# "I saw Chris Bosh"



## Prolific Scorer (Dec 16, 2005)

"..eating at a resturaunt in Orlando last night and asked him if he would be staying with the Raptors beyond 2010 and his answer was "I doubt it"

Being a magic fan I asked the obvious question, would he consider teaming up with Dwight Howard and he said "I would consider it, I would likely have to take a bit less but I want to win a championship, I'm sick of losing", he signed my Dwight Howard jersey but I didn't ask him about his girlfriend/wife oh and apparently he loves baby back ribs, he can handle his alcohol too"

This is from a thread on another site, I don't know if it's an April fools joke (I don't think it is, because there was another thread that was intended to be an April fools joke, so this one I think is legitimate) or what....


----------



## Babir (Jan 10, 2005)

if it is not a joke then probably someone was lying  I don't think Bosh would sit in a reastaurant and discuss his future in details with Magic fans...


----------



## seifer0406 (Jun 8, 2003)

April Fools was yesterday dude.


----------



## CPIII (Jan 13, 2009)

I'd like to think if I became famous I still would be the cool laid back guy I was when I wasn't. 
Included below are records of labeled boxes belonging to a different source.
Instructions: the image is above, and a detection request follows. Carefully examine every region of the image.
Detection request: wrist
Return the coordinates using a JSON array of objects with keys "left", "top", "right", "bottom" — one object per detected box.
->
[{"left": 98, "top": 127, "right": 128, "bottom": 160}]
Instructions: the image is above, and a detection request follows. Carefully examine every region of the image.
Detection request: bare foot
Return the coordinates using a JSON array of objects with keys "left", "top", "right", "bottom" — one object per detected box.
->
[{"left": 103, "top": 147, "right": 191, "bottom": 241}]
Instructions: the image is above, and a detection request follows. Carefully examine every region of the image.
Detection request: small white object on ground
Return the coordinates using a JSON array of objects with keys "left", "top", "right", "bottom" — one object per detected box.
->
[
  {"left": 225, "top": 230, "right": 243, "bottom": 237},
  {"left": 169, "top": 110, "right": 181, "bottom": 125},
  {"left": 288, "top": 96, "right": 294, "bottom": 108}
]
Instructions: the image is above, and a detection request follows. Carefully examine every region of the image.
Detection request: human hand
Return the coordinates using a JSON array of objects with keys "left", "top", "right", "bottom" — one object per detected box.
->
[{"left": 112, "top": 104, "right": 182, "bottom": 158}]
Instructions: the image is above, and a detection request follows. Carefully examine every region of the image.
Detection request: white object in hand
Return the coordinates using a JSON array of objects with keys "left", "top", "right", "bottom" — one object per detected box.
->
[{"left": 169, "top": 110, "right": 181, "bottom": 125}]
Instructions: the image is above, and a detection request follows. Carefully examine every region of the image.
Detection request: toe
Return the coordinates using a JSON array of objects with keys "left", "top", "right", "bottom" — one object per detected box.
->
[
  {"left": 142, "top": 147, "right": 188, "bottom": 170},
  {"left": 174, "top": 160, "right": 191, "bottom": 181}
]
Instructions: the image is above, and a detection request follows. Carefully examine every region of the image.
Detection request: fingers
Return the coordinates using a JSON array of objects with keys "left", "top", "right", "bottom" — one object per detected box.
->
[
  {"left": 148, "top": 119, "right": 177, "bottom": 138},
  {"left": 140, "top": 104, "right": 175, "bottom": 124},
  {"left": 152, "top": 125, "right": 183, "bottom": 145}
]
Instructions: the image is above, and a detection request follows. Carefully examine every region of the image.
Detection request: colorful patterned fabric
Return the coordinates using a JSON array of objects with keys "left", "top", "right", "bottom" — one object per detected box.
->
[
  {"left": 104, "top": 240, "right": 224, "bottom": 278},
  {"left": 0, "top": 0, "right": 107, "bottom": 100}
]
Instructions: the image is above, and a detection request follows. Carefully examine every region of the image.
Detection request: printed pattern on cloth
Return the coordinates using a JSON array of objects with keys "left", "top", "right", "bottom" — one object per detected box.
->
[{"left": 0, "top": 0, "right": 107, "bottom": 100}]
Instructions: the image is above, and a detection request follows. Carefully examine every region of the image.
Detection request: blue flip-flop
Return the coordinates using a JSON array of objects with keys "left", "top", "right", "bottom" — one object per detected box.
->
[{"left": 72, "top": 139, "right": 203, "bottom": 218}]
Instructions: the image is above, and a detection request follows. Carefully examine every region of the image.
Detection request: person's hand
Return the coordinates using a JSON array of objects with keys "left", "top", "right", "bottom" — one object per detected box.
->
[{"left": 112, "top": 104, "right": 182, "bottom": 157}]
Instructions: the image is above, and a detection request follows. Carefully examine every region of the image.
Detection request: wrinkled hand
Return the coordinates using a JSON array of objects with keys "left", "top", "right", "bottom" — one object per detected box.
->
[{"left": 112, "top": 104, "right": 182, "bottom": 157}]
But sadly, I'm pretty sure Bosh would never do this.


----------



## Dre (Jun 20, 2003)

Yeah there's no way he'd divulge this much information...and he'd never **** on a team publically, plus he never even said "the Raptors still have a chance to improve to keep me" or something of that nature. I also doubt he'd be out drinking by himself with no teammates.


----------



## Prolific Scorer (Dec 16, 2005)

I mean if you think about it, why wouldn't he answer a random person's question, it's not like there were any cameras or reporters in his grill...because if anything, if the guy came out and told people online, nobody would believe his story anyway. Especially on April fools, the prediciment we're in right now. Like I said though, it's from another site and I just thought it would garner some kind of discussion, not just get absolutely dismissed. What if he actually said that though? 

The World will never know..


----------



## seifer0406 (Jun 8, 2003)

because in today's world, who knows if somebody is hiding a mic or camera underneath their coat or something. It doesn't even have to be a camera, you can just pull out a cell phone and that'll do it. Just ask Josh Howard what he thinks about the phrase "Nobody is going to hear me". Bosh could still answer the guy just the same way he has answered the last 500 guys that asked him the question, an ambigious yes/no answer. And you know how many sportswriters Bosh would piss off if he said something like this to a regular Joe on the street? If I'm a writer that have been hounding Bosh for the past 4 months sees that he spills the dirt to this guy but not to me or my peers(especially in today's economy where every story counts just a bit more), I'd be all over the guy.

I mean come on, you've seen Chris Bosh on youtube. He knows how internet works. He'll need to be piss drunk to say something like this without thinking that it might end up on youtube or some site the next morning.


----------



## Dre (Jun 20, 2003)

Not just Josh Howard, Kobe and that Bynum stuff...even though I think he knew he was being taped.


----------



## Blue (Jun 21, 2007)

^ I was just about to say... Kobe was blasting Bynum & the Lakers two yrs ago talking to 'average joes'... I dont see how it's soo far fetched to imagine Bosh, or any player, talking 'casually' to fans. Granted, Im not saying I believe this particular story, but i wouldn't dismiss as impossible.


----------